What you can do with this test

  • Confirm a new VPN is working - install, connect, check here. If we say "VPN", you're at least invisible to the basic check.
  • Test if a free VPN extension actually does anything - many "free VPN" Chrome extensions are dead or don't actually proxy traffic.
  • Diagnose Netflix blocks - if our test says "no VPN" but Netflix still blocks you, the IP got burned through other detection. Switch servers.
  • Sanity-check before sensitive activity - quick visual confirmation the VPN is doing its job before logging into a sensitive account or torrenting.

Bottom line

Free VPN detectors give a fast yes/no using the same public signals streaming services started with. They're not a replacement for paid detection feeds, but they're enough to catch dead VPNs and verify a working one. Use this to confirm before you trust.

FAQ
How accurate is a free VPN detector? [+]

For mainstream consumer VPNs (NordVPN, Surfshark, ExpressVPN, ProtonVPN, Mullvad, CyberGhost, PIA), accuracy is very high - their IP ranges are well-known and tagged in public databases within hours of allocation. For tiny or fresh VPN providers, accuracy drops because their IPs haven't been classified yet. Commercial detection services (IPQualityScore, ipinfo.io Privacy, MaxMind) charge $99-999/mo for higher accuracy, faster updates, and proxy/residential-VPN detection. We use the free chain that catches ~90% of consumer VPNs.

What's the difference between a VPN, a proxy, and a 'datacenter IP'? [+]

VPN: encrypted tunnel, routes ALL your traffic through a remote server. Proxy: usually only routes browser traffic, often unencrypted, easier to detect. Datacenter IP: any IP that belongs to a server hosting company (AWS, DigitalOcean, Hetzner, OVH, Vultr) rather than a residential ISP. All three look similar from a website's view, all three trigger 'we noticed you're using a VPN' messages on Netflix and similar.

Why did the detector say I'm not using a VPN when I clearly am? [+]

Three common reasons: (1) Your VPN uses a residential-IP rotation (some premium services do this) - those are designed to look like home connections; (2) The VPN's IP block is too new to be in public datacenter databases yet; (3) You're using a VPN extension or 'private browsing' feature that only routes browser traffic, not the OS. None of these mean you're unprotected, just that detection is hard from this side.

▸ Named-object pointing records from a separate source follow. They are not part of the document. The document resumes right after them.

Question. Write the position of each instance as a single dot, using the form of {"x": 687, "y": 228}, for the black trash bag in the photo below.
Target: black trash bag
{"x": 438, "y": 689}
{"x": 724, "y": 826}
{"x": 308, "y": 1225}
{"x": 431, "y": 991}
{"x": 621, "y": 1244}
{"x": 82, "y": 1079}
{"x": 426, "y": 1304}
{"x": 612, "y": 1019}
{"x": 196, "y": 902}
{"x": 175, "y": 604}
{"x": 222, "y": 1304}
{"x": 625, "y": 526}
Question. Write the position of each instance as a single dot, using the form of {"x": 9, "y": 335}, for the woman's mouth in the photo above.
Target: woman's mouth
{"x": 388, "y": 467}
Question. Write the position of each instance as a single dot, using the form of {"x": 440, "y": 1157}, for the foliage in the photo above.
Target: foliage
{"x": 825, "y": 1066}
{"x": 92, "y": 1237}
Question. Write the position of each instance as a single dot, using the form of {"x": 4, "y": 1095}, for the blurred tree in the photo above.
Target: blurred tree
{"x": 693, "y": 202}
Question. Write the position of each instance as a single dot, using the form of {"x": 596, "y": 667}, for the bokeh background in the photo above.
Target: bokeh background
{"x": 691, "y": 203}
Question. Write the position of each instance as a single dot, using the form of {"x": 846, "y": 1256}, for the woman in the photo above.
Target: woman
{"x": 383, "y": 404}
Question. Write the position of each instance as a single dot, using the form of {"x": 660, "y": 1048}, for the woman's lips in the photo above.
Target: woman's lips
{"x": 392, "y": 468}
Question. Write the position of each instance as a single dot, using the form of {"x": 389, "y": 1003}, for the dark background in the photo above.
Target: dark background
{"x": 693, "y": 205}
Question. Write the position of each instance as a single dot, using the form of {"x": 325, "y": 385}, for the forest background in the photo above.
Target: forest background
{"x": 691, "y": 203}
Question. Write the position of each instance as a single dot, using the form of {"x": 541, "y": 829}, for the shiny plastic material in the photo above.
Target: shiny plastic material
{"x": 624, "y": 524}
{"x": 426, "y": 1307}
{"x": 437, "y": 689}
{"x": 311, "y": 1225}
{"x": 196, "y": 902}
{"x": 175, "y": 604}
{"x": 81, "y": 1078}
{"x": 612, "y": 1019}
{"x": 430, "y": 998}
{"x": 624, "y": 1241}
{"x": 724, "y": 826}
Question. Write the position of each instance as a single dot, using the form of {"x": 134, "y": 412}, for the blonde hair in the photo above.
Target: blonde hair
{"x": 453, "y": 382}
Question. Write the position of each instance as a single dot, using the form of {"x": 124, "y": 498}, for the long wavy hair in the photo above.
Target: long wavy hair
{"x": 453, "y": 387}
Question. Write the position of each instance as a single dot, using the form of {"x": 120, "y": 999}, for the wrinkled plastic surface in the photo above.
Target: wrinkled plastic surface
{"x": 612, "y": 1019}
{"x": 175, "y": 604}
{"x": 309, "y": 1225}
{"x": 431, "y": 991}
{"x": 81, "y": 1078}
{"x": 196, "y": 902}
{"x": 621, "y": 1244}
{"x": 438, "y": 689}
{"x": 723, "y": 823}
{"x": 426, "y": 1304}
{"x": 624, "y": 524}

Why did it say I'm using a VPN when I'm not? [+]

False positives happen when your ISP routes traffic through a hosting-company-classified network (some mobile carriers' transit networks look like 'cloud' to ASN databases), or when you're connected through a corporate VPN that's mistaken for a consumer VPN, or when the timezone-language-country signals coincidentally don't match (e.g., US English keyboard while traveling in Europe).

Can a website actually block VPN users? [+]

Yes, easily. Streaming services (Netflix, Hulu, BBC iPlayer, Disney+) buy commercial detection feeds and block known VPN IP ranges. Banks and payment processors (Stripe, Wise, neobanks) often refuse VPN connections for fraud reasons. Online casinos block VPNs to enforce regional licensing. The block lists update within hours of new VPN IPs being detected, so even paid VPNs constantly burn through IP ranges.